Selective insulin-like growth factor-I antagonist inhibits mouse embryo development in a dose-dependent manner

Objective: To study the role of a synthetic insulin-like growth factor-I receptor (IGF-IR) antagonist, picropodophyllin, for mouse preimplantation embryo development in vivo and in vitro. Design: In vitro and in vivo study. Setting: Hospital-based research unit. Animals: FVB/N mice and mouse embryos. Intervention(s): The effect of picropodophyllin in mouse embryo development in vivo and in vitro, immunohistochemistry, ELISA, polymerase chain reaction.

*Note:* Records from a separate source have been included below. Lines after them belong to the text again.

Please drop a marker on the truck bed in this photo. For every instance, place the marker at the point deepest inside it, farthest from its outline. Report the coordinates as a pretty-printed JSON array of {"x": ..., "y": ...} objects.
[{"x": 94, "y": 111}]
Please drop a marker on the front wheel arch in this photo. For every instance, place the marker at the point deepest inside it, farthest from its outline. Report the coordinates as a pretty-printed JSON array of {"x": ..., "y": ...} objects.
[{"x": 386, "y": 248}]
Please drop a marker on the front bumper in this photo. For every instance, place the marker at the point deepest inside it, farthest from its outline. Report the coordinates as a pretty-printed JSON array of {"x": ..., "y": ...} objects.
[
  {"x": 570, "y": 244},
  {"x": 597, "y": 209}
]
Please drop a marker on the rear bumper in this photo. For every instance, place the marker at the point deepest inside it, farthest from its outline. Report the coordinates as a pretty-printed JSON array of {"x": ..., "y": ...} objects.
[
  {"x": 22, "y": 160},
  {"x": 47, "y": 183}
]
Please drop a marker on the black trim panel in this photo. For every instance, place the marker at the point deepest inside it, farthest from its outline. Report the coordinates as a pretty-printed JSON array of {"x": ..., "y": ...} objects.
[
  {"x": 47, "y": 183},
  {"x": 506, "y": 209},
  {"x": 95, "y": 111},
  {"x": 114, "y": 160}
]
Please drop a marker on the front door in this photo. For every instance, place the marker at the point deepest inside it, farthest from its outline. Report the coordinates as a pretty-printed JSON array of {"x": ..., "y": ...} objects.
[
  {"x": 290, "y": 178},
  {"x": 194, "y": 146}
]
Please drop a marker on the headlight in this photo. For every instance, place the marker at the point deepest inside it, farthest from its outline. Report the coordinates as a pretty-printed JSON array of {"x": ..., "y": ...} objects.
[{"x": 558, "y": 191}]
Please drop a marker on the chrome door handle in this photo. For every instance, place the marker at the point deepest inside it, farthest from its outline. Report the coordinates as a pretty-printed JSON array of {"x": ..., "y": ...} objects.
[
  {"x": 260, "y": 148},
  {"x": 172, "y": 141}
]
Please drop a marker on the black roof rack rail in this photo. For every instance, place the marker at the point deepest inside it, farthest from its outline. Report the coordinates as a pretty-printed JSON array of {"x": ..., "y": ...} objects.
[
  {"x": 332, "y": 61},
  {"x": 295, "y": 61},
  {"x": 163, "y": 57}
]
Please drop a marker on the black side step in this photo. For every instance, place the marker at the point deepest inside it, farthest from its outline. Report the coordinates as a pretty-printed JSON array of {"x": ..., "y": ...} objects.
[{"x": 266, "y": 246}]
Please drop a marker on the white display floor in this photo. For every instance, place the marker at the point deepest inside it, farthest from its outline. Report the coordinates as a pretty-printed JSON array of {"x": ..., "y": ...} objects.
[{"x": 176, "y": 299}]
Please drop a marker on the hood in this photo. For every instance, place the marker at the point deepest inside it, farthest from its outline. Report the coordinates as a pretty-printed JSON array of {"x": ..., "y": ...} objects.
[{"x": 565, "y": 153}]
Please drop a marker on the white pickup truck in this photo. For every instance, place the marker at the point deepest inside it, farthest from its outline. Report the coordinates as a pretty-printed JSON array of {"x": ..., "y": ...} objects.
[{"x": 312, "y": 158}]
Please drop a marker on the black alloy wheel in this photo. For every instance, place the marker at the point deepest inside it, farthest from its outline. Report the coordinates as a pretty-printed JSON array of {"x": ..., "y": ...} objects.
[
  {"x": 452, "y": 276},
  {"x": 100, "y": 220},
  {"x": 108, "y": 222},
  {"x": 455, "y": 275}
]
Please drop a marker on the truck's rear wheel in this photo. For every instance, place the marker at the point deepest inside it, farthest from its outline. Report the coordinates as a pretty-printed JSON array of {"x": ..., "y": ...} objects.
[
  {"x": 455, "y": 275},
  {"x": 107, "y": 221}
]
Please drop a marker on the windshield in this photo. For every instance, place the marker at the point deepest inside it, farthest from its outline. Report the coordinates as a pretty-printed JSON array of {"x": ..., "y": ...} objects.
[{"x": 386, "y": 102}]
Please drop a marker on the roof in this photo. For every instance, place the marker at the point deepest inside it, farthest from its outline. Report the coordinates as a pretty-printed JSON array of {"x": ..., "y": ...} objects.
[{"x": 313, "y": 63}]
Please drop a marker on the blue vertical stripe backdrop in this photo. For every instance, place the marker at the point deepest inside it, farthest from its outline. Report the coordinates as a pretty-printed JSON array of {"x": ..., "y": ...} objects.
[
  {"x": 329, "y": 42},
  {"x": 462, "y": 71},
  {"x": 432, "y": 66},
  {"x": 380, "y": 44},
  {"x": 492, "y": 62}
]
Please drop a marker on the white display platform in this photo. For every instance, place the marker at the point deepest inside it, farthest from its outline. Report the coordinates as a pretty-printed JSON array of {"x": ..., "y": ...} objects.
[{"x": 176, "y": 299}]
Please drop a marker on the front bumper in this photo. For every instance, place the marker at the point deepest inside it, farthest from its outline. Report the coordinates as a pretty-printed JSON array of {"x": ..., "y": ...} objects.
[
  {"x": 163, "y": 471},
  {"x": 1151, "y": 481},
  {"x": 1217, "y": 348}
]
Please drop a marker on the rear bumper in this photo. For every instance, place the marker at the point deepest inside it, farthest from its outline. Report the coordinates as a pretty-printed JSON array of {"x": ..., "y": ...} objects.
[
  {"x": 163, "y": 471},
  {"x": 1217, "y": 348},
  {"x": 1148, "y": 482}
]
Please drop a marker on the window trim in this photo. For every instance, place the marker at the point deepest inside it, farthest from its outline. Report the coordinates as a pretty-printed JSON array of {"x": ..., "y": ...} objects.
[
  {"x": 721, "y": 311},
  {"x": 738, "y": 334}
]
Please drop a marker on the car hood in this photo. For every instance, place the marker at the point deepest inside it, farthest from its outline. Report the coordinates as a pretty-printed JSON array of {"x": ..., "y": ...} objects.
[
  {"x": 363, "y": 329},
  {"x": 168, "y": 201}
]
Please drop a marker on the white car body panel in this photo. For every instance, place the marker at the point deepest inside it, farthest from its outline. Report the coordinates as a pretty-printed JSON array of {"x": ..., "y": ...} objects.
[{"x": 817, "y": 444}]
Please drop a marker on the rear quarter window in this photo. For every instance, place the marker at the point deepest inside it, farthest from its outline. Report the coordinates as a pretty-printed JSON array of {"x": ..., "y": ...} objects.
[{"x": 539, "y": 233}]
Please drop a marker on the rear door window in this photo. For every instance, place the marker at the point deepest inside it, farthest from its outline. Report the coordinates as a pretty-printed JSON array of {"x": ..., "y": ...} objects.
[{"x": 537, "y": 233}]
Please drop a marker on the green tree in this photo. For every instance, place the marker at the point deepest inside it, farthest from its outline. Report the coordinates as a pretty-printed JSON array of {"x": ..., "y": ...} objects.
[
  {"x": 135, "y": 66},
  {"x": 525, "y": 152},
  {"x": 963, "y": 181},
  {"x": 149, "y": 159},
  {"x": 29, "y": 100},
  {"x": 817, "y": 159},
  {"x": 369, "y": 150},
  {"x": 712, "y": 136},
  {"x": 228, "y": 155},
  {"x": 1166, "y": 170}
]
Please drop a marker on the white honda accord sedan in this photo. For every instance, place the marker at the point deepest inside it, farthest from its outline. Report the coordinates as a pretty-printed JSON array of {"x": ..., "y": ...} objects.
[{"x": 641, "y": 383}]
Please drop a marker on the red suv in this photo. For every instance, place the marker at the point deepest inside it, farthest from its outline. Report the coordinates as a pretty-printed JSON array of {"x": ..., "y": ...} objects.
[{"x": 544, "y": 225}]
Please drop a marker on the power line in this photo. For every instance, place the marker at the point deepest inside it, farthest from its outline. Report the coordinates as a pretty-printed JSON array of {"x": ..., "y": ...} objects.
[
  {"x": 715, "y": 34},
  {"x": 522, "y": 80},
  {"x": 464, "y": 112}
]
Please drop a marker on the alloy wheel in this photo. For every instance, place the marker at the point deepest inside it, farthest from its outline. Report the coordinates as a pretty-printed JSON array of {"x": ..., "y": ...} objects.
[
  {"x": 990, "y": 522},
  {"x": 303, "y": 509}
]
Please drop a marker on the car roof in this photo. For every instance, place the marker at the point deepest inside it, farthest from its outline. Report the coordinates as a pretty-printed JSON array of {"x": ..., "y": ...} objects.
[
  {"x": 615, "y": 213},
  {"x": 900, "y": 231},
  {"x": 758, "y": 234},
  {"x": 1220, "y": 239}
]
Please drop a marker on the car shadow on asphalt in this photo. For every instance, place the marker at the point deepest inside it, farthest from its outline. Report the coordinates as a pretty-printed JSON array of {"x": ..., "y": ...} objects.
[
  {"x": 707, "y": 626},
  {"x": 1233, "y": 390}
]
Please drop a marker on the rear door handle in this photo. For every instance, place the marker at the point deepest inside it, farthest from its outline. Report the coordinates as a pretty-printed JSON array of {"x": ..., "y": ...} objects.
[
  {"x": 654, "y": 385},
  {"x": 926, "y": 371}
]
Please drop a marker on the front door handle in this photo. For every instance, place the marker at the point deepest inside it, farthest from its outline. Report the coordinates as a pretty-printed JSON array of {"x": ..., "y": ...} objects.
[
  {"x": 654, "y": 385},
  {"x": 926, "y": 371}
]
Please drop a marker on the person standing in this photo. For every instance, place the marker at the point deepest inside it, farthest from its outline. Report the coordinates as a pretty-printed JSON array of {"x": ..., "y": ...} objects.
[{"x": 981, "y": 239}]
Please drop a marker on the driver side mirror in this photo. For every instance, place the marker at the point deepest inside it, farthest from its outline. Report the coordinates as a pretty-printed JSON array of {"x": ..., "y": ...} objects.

Main Outcome Measure(s): Embryo development, presence of IGF-IR, messenger RNA expression, IGF-I synthesis. Result(s): The effect of picropodophyllin on embryo development in vitro and in vivo was not reversible. Mice treated with picropodophyllin 1 to 3 days after mating had a reduced number of blastocysts, 40.5% versus 78.8%, and a higher number of embryos with delayed development, 48.6% versus 11.5%. Insulin-like growth factor-IR protein is present in both phosphorylated and nonphosphorylated form at all stages of embryo development. The relative IGF-IR messenger RNA expression was highest in the oocyte and reduced during development to blastocyst stage. Insulin-like growth factor-I in culture media was reduced after picropodophyllin treatment. Conclusion(s): We conclude that IGF-I has an important role in normal mouse embryo development and that its receptor plays an essential role in the embryonic genome activation process. (Fertil Steril (R) 2010; 93: 2621-6. (C) 2010 by American Society for Reproductive Medicine.)